At the start of the clients’ career transition they may have a number of questions about what they want to do in their career, and/or what they really want to gain from the transition process. However, the career manager may have just as many clients that are crystal clear in their career ambitions and goals, and what they want to achieve through counseling.
The purpose of the first step in exploration is to spend time investigating the clients’ current career situation, the challenges they are facing, and their overall goals. It is also intended to get them thinking about their career in a different way—in the broader context of their life as a whole. Doing so will help the CM get to know them better as people, as well as getting to know what is currently going on in their life and career. It will also help clients to organize and clarify their thoughts, which will help them better define and communicate career needs and goals.
CMs will begin with a discussion of career influences and other important considerations for the client’s career decision making. Then, the client will spend some time reflecting on and recording their initial career thoughts, goals, questions, and concerns. CMs will use what they collect during this step as input later.
Gathering Client Information
Before you can begin to effectively coach a client, you must gather personal information. This information is typically stored in many places such as an intake form, electronic file system, manual file system, email contact files or a CRM system. There is no right way to store the data, but you must take measures to ensure the information is secure and maintained so that confidentiality can be maintained. Basic information include:
- Marital status
- Current job title
- Work status (employed, unemployed)
Background information is important because it gives you insight into why your client thinks and acts the way they do. It reveals certain family expectations and beliefs that could impact the coaching or career change process.
- Family structure
- Parental occupations
- Educational background
- Work history
- Outside interests
- Health issues
You will also begin to gather critical information from clients during the first few meetings.
- What brings you here?
- Why now?
- Why did you select me as a coach?
- What do you know about the career coaching process?
- What barriers are you experiencing that are holding you back from achieving your goals?
- What have you done to date to facilitate change?
- When and where were you born?
- What is your current financial status? (Asked to identify any financial pressures.)
- Tell me about your parents, siblings, & significant others.
- Tell me about the jobs you have had (summary only).
- Are you married? How old is your spouse? What does s/he do?
- Do you have any children? How old are they? What grades are they in?
- Are there any other members in your family? (Anything that might impact the client’s career.)
- Did you go to college/graduate school (or high school if no college)? (Degrees earned or incomplete.)
- Did you or do you participate in any extracurricular activities?
- Do you have any other training or certificates? Have you attended any workshops?

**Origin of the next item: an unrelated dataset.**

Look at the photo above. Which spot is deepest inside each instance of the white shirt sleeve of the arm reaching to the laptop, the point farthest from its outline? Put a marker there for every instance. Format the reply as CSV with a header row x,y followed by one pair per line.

Are you continuing your adult education? Are you getting a license, etc.?
- What is your occupational history?
- What did you like about each job? Dislike? Why?
- How well were needs (money, status, environment, social needs, intellectual stimulation) met?
- How were values met or unmet on each job?
- Why did you leave previous jobs?
- Why are their gaps in your job history?
- What were the pros and cons for your last role? (Ask this of every role.)
- Do you do any volunteer work? Internships? Did you work while in high school?
- Do you have any hobbies?
- Are you a member of any clubs, professional organizations, etc.?
- Do you have any social commitments?
- What kinds of magazines or papers do you subscribe to? (Clarify if the client states “I like to read . . .”)
- Do you like to work with any specific tools or equipment (including office machinery)?
Vocation/World of Work
- What are your beliefs about the world of work? How did you form these messages or beliefs?
- How did you envision your career when you were young?
- What kinds of career ideas do you have now?
- Where did they come from?
- Have you done anything about them?
- What actions have you taken and what were the results?
- Do you have a “dream” job?
- What are your strengths/needs/fears?
- What are your job requirements? [Salary, geographic/commute, values, setting (big/small, public/private, supervision/autonomy/self-employment)]
- Are there any potential hurdles that you may encounter, such as DMV, transportation, convictions, substance abuse, child/spouse/parent care, stressors (family, finances, health, etc.)?
- Did your past career decisions result from chance, circumstance, word of mouth, planning, or another process?
- Who influenced your career choices?
- Is this situation a crisis or is timing flexible?
Once you have enough information, you can begin to assimilate it and really get to understand the client and his/her goals. It is at this point that you can begin to add value and help them achieve their desired career goals.